With a current headcount exceeding 1,000 employees, these departures are not expected to significantly impact xAI’s short-term operational capabilities. Nevertheless, the rapid succession of recent exits has gained considerable traction online, with users humorously declaring their own "departures from xAI" despite never having been employed there – illustrating how swiftly the narrative of a "mass exodus" has proliferated across Musk’s platform, X.
However, the departure of co-founders cannot be easily dismissed as routine attrition. As Elon Musk continues to consolidate his ambitious AI endeavors, these exits prompt broader inquiries into xAI’s governance and long-term stability. In the competitive landscape of frontier AI, where top talent is a scarce commodity, attributes such as reputational standing and clarity of mission are paramount. The more critical question may not be the sheer number of engineers who have left, but rather xAI’s capacity to sustain the institutional stability required to effectively compete with industry leaders such as OpenAI, Anthropic, and Google.
TechCrunch has sought further information from xAI regarding these developments.
The following individuals have publicly announced their departures from xAI on X in recent days:
February 6: Ayush Jaiswal, an engineer, posted: “This was my last week at xAI. Will be taking a few months to spend time with family & tinker with AI.”
February 7: Shayan Salehian, who focused on product infrastructure and post-training model behavior and previously worked at X, announced: “I left xAI to start something new, closing my 7+ year chapter working at Twitter, X, and xAI with so much gratitude.” He further noted that his collaboration with Elon Musk instilled in him “obsessive attention to detail, maniacal urgency, and to think from first principles.”
February 9: Simon Zhai, a Member of Technical Staff (MTS), wrote: “Today is my last day at xAI, feeling very fortunate about the opportunity. It has been an amazing journey.”
February 10: Yuhai (Tony) Wu, a co-founder and reasoning lead, stated: “I resigned. It’s time for my next chapter. It is an era with full possibilities: a small team armed with AIs can move mountains and redefine what’s possible.”

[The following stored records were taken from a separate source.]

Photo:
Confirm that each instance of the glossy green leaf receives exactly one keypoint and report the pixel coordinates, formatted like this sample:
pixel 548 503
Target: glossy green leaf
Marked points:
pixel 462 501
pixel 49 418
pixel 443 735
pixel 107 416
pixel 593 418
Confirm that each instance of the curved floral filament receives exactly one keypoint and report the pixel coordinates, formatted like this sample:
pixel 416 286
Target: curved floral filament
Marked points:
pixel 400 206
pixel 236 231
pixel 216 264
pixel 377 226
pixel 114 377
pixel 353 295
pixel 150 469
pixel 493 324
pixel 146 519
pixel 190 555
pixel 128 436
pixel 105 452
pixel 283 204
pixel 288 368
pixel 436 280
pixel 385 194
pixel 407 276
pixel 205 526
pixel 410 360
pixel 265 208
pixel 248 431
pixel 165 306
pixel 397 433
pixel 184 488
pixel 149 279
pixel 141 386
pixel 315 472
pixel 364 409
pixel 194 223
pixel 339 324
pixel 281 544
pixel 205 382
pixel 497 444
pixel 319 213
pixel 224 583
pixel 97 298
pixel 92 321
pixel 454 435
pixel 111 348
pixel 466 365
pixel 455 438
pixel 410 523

February 10: Jimmy Ba, a co-founder and lead in research and safety, posted: “Last day at xAI… We are heading to an age of 100x productivity with the right tools. Recursive self improvement loops likely go live in the next 12 months. It’s time to recalibrate my gradient on the big picture. 2026 is gonna be insane and likely the busiest (and most consequential) year for the future of our species.”
February 10: Vahid Kazemi, an ML PhD, confirmed he had left xAI “a few weeks ago,” elaborating: “IMO, all AI labs are building the exact same thing, and it’s boring. I think there’s room for more creativity. So, I’m starting something new.”
February 10: Hang Gao, who contributed to multimodal initiatives including Grok Imagine, simply stated: “I left xAI today.” He characterized his tenure as “truly rewarding,” highlighting his contributions to Grok Imagine’s releases and commending the team’s “humble craftsmanship and ambitious vision.”
February 10: Roland Gavrilescu, the engineer who previously departed in November to found Nuraline, posted: “I left xAI. Building something new with others that left xAI. We’re hiring :)”
February 10: Chance Lee, a founding team member of Macrohard, wrote: “Taking a brief reset then back to the frontier.” (Macrohard is an xAI-incubated, AI-only software venture focused on fully automating software development, coding, and operations through Grok-powered, multi-agent systems, with its name notably a playful jab at Microsoft.)